No description provided.

- JAX requirements based on their FFI example code using nanobind and cuda 12. - Experimental: trying docker/podman run args to use CUDA through container. - Also required clamping pybind11<3 version as in pyproject.toml. - Removed explicit cmake in devcontainer as VSCode seems to be happier without it (after getting popups that cmake was not found).

- Build issues found in devcontainer on linux host. Firstly, the compiler could not find PyLong_AsInt and suggested switch to PyLong_AsLong, which then compiles OK. - Secondly, the `char*` conversion using PyArg_ParseTupleAndKeywords was causing build to fail. This seems to be a common problem, perhaps here caused by my using a newer Python (3.12)? For now I'm committing with `-fpermissive` (an overkill suggested workaround from online discussion) with FIXME to discuss in review.

- Reworking rms_norm example in JAX FFI example along with python registration from lncde project. - CMake options for ROUGHPY_JAX (default on) and ROUGHPY_JAX_CUDA (default off). C++ files are stubs only at the moment. - No C++ registrations yet, this is primarily testing degree_begin is correct in TensorBasis and adding DenseFreeTensor which is based on it. These are pytree objects for interop with JAX. - Note TensorBasis is pure `lax.scan` equivalent of tensor_basis_init in tensor_basis.c.

- Rename _roughpy_jax_cpu to _rpy_jax_internals, to be more inline with roughpy compute module. For now removing cpu/cuda split from __init__.py as is also more inline with roughpy compute; consolidation of CMakeLists.txt reflects this, using one file referencing files in subdirs directly. - _rpy_jax_internals so file copied into roughpy_jax for idiomatic roughpy testing. - For now, adding RmsNorm example from FFI examples whilst working out linkage wrinkles. FIXME to replace with dense_ft_fma. - Separate include for XLA c_api and ffi because these generate a lot of compiler warnings. FIXME note to review/replace later to best roughpy practices. - Note usage of XLA_FFI_DECLARE_HANDLER_SYMBOL to expose symbol to py_module. Again need to check if this is idiomatic.

- Note this is not currently working, but parking work whilst registration is building and loading correctly in __init__.py. - Arguments to cpu_dense_ft_fma are incorrect; rather than taking all bases, this needs to be changed to work as roughpy compute. - Note, needed to set CXX_VISIBILITY_PRESET for symbols to get picked up unlike in the in JAX FFI example, may need investigation. - test_dense_ft_fma is just stub/printf code for now whilst getting up and running.

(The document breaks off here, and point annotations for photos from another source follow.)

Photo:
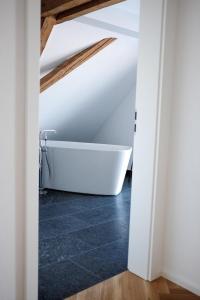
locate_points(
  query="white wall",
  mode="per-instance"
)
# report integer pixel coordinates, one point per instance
(17, 26)
(79, 104)
(182, 239)
(118, 129)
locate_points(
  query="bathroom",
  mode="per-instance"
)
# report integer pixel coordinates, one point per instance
(87, 127)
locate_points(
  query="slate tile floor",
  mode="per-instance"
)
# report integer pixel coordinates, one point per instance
(83, 240)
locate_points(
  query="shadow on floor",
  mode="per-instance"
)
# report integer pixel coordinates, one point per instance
(83, 240)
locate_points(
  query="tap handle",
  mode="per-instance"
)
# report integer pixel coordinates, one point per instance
(44, 133)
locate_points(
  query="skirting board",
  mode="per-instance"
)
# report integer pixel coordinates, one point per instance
(182, 282)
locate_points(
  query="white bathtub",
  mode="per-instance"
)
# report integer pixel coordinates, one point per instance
(86, 168)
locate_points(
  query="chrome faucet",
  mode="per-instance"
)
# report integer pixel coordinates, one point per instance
(43, 156)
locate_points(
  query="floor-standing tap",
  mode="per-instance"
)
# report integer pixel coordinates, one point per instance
(43, 156)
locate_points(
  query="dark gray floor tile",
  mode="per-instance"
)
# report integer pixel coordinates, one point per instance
(102, 234)
(60, 226)
(57, 210)
(59, 249)
(105, 261)
(105, 213)
(58, 281)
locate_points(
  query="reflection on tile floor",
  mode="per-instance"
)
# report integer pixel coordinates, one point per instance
(83, 240)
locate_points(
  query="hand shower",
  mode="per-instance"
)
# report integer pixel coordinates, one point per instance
(43, 156)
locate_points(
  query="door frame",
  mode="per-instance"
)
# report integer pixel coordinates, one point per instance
(144, 258)
(154, 88)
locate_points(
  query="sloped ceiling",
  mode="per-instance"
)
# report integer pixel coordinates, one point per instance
(79, 104)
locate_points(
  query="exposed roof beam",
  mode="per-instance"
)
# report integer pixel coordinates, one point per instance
(46, 28)
(53, 7)
(72, 63)
(83, 9)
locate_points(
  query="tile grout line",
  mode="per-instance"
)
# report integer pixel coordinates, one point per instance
(87, 227)
(70, 257)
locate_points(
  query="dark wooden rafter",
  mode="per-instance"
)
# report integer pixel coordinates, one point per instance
(46, 28)
(72, 63)
(83, 9)
(58, 11)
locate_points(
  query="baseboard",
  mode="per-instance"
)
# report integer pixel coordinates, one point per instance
(182, 282)
(129, 173)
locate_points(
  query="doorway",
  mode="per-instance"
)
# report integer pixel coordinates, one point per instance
(84, 226)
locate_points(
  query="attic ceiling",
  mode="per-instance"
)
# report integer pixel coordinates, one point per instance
(57, 11)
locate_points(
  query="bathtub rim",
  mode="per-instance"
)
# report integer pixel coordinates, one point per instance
(87, 146)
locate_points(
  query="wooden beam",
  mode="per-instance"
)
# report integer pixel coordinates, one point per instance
(46, 28)
(84, 9)
(72, 63)
(53, 7)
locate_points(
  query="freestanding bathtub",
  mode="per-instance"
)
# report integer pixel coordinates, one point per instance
(86, 168)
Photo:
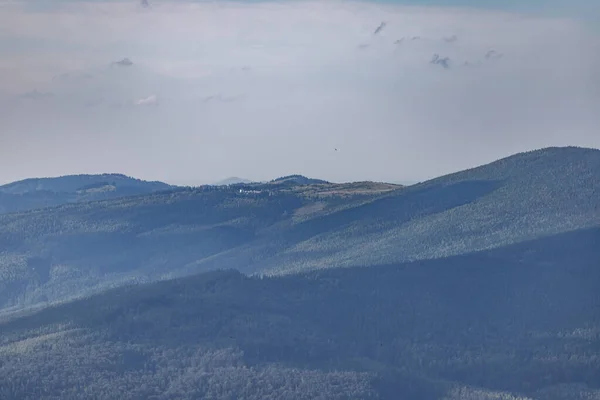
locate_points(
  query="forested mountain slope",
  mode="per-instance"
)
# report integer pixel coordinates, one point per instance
(35, 193)
(516, 322)
(287, 226)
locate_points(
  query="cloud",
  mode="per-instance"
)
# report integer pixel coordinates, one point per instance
(151, 100)
(305, 84)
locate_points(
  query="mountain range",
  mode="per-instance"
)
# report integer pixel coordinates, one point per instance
(37, 193)
(480, 284)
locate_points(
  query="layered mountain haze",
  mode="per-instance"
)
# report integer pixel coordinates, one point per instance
(519, 322)
(293, 224)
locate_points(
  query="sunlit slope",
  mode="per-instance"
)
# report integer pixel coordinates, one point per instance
(515, 322)
(517, 198)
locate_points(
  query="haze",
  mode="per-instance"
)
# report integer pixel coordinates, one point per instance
(194, 92)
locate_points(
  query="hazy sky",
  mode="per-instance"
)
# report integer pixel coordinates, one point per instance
(263, 89)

- This is a quick fix so TensorBasis (in roughpy_compute/common/basis.hpp) can be directly constructed from XLA buffer. Many FIXME comments regarding JAX_ENABLE_X64 whilst clarifying requirements. - Note to run these tests, one must `export JAX_ENABLE_X64=True`. - Raises the question which floating point types should be supported too. Types currently toggleable with XlaIndexType and XlaFloatType. - Also has side effect of cpu_dense_ft_fma_impl widths being long ints, needs further investigations. - Note that 64 bit makes the lax.scan creation of degree_begin rather ugly as now jnp.array needed as initial value to force int64; may be best instead as a C function/

- Reimplement out_depth, lhs_depth and rhs_depth and basis from original compute code, with some FIXME comments for review where defaults are used. - Note this is still buggy as python throws a malloc error when test_ft_fma is run. I have checked that out[idx] is not overrunning here which looks fine but most likely I'm passing different args than compute. - Docstrings in for base roughpy_jax. - Reverting indexing to S32 type so users are not forced into enabling JAX 64 bit features by default. For now this is implemented by copying values into a temp 64 bit array. - Added TensorBasis size() method as in compute.

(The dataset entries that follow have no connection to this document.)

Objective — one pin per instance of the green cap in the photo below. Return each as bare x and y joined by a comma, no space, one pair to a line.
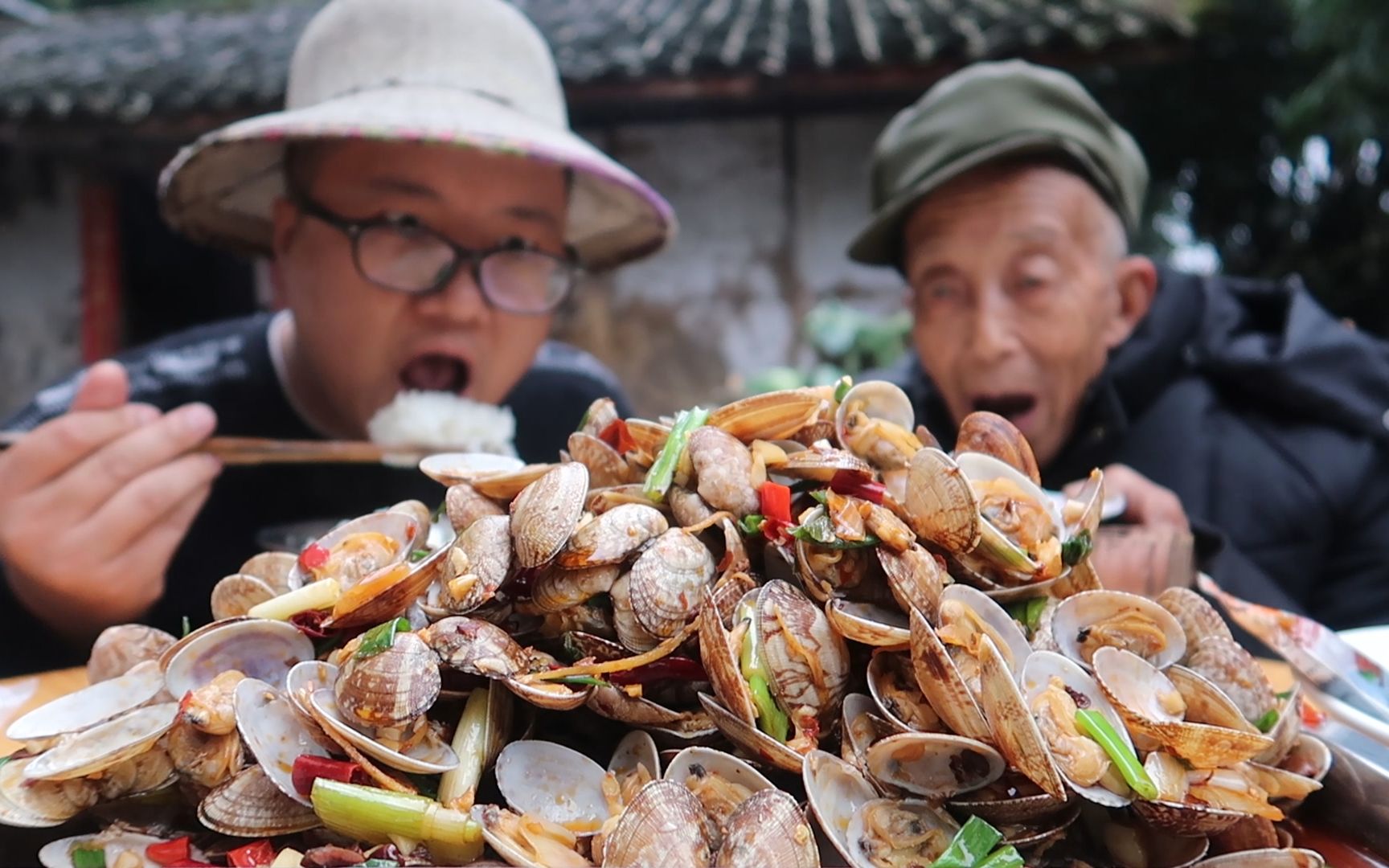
980,114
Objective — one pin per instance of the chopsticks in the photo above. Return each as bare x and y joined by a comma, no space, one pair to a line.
263,450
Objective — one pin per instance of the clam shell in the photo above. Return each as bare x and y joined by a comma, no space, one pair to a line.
1087,608
868,624
121,648
255,646
429,757
942,685
1236,673
104,745
927,817
666,582
768,829
236,593
1196,616
889,677
1267,858
399,528
1016,646
1036,677
1014,731
835,791
940,505
546,511
694,764
391,688
664,825
114,842
553,782
806,660
454,469
1133,686
276,734
774,416
753,740
252,806
40,805
934,764
916,579
613,536
89,706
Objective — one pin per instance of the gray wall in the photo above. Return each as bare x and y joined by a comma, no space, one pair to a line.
767,207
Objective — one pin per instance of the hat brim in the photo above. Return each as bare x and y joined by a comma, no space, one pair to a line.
221,188
881,244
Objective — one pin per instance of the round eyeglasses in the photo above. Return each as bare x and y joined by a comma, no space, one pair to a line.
402,255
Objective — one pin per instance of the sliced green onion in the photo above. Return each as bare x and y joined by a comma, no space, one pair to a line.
750,524
1076,549
770,717
842,387
1099,728
88,858
663,471
381,637
375,816
970,846
1003,858
1267,721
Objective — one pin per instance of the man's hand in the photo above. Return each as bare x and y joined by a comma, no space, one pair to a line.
93,503
1153,549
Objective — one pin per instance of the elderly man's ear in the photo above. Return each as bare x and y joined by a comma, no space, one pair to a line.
1137,284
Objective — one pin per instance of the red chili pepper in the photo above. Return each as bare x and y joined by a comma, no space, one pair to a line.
853,484
618,436
313,557
168,852
776,502
309,768
667,669
255,853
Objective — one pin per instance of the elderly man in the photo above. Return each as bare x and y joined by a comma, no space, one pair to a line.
1006,198
427,209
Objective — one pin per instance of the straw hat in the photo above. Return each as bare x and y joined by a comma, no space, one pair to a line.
465,72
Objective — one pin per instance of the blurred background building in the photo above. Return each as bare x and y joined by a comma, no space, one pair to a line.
1261,118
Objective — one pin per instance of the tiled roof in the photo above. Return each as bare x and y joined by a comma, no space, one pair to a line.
128,64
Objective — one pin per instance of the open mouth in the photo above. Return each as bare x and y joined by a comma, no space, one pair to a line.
1011,407
436,372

- This incorrect size was generating the wrong size result array for XLA, overrunning buffer in ft_fma causing segfault.

- Beforehand, using a python int for these XLA Attrs was generating a size cast warning. This can be avoided using numpy's int32 constructor. - Also adding unit test for test_dense_ft_fma, which strictly should have been with previous commit. - Also added some comments to pick up on in TensorBasis before merge to main.

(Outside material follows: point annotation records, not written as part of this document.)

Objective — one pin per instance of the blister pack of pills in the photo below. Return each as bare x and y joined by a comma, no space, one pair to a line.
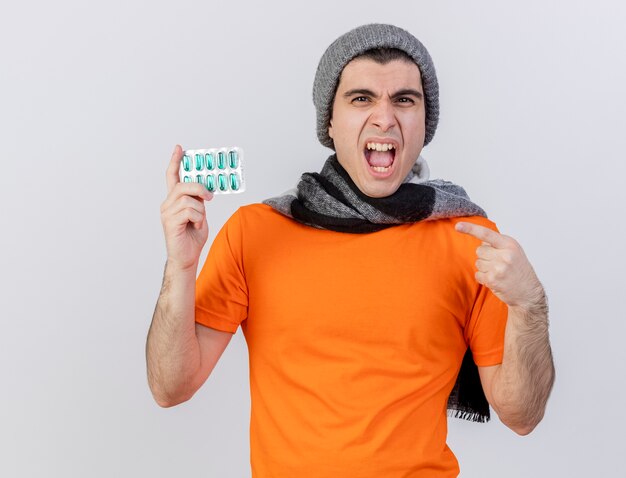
219,169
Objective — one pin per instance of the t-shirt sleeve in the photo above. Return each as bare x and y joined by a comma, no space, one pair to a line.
221,289
484,330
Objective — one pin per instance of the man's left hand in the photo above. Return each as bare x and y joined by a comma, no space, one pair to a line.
503,267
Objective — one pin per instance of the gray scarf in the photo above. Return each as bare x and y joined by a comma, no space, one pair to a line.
330,200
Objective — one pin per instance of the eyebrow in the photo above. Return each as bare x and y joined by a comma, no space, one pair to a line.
366,92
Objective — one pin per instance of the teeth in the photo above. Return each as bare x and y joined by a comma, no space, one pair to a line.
380,146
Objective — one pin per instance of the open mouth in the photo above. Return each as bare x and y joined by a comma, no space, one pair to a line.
380,156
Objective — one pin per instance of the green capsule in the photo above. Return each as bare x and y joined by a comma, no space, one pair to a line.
199,162
210,161
221,179
234,182
210,182
233,159
186,163
221,160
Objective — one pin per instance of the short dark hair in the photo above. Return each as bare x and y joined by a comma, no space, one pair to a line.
385,55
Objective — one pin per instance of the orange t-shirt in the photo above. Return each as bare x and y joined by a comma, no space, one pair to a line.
355,340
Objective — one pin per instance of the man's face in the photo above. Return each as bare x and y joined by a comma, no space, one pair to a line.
378,123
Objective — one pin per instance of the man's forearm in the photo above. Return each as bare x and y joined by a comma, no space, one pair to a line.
525,378
172,349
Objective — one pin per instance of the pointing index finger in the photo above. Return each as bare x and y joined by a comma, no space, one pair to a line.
485,234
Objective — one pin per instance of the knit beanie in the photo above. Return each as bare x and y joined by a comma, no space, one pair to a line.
358,41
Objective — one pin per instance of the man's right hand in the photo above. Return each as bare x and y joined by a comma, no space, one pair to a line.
183,217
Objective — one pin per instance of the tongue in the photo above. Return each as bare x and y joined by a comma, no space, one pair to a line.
380,158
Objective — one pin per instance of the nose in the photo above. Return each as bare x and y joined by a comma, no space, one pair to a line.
383,116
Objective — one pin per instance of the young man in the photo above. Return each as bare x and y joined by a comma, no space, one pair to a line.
358,293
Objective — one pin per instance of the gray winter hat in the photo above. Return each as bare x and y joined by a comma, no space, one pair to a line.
353,44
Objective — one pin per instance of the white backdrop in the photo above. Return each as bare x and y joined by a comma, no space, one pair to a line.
93,97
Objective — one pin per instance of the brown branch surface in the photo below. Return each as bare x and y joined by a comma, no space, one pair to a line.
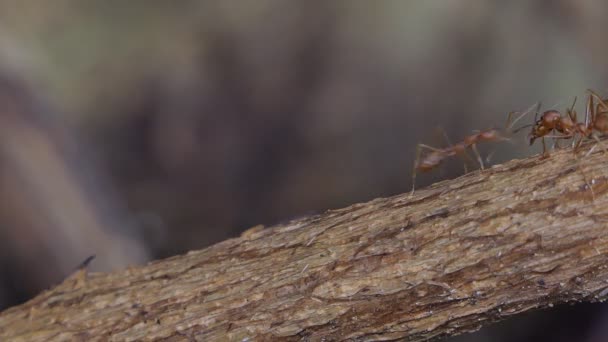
523,235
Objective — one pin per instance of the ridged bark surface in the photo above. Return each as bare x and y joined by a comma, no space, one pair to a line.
519,236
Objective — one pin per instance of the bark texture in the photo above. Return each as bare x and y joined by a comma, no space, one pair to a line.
523,235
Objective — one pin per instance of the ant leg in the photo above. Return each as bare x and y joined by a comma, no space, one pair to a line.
545,154
416,161
419,148
474,147
599,142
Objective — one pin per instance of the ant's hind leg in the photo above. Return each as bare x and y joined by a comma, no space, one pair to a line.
600,143
419,148
474,147
545,153
416,161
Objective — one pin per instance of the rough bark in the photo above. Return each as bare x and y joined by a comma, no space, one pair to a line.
524,235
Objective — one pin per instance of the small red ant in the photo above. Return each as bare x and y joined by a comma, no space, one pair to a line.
436,155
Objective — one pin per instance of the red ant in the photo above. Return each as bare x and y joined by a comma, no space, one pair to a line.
568,127
438,155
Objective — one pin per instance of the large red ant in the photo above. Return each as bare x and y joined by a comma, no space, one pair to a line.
568,127
436,155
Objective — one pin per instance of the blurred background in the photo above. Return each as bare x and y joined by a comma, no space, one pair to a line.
142,129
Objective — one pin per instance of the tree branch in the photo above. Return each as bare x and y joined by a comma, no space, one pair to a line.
523,235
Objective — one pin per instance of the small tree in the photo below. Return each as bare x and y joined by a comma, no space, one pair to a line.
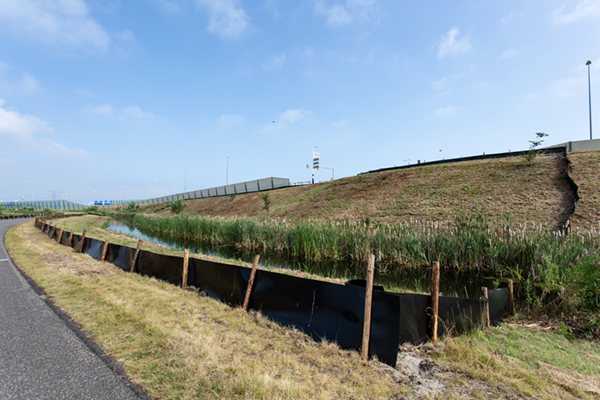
533,146
177,206
267,201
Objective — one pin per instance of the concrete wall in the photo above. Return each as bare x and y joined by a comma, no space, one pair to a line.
236,188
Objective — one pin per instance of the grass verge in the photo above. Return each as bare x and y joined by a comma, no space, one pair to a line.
528,357
179,345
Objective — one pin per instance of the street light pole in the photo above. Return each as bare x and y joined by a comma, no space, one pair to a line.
590,96
227,173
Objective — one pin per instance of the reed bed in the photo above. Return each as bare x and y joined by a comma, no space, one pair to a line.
470,242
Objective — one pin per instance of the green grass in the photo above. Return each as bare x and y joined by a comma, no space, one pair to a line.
516,356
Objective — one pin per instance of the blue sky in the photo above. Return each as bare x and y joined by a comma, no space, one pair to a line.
117,99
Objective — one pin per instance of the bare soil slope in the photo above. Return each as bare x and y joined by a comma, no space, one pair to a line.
538,191
585,171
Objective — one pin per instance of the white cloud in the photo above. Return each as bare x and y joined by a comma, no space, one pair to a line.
452,45
24,129
105,109
340,14
126,40
136,113
295,116
55,22
440,84
274,62
510,53
169,6
25,85
448,112
226,18
4,67
231,120
566,88
126,113
585,9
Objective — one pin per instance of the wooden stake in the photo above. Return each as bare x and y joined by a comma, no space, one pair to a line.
251,282
435,296
186,259
137,252
61,231
104,250
487,306
368,308
511,295
81,243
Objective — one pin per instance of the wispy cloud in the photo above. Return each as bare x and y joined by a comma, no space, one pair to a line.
585,9
226,18
21,86
440,84
26,131
126,113
231,120
448,112
294,116
344,13
453,45
54,22
274,62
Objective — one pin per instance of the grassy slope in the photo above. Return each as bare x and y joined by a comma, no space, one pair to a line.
585,171
529,192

- Addressing a few points picked up in review: copy_n should be used instead of memcpy, and we did discuss using out_max_degree but this is commented out for now as it would require changing calling code (where result array is alloc-ed). - Replaced basic::v1 namespace with just basic as this in an inline namespace and not necessary. - Also replaced use of back inserter with regular copy destination for degree_begin_i64.

- Review feedback, JAX is optional in build so shouldn't be forced for all users.

- Just a note to pick this up before merge to main as it's duplicating cmake code in roughpy folder.

- Review feedback, makes the end-user experience a little nicer.

…hpy-jax

- Copied from roughpy equivalent cmake; also renamed project to mirror source.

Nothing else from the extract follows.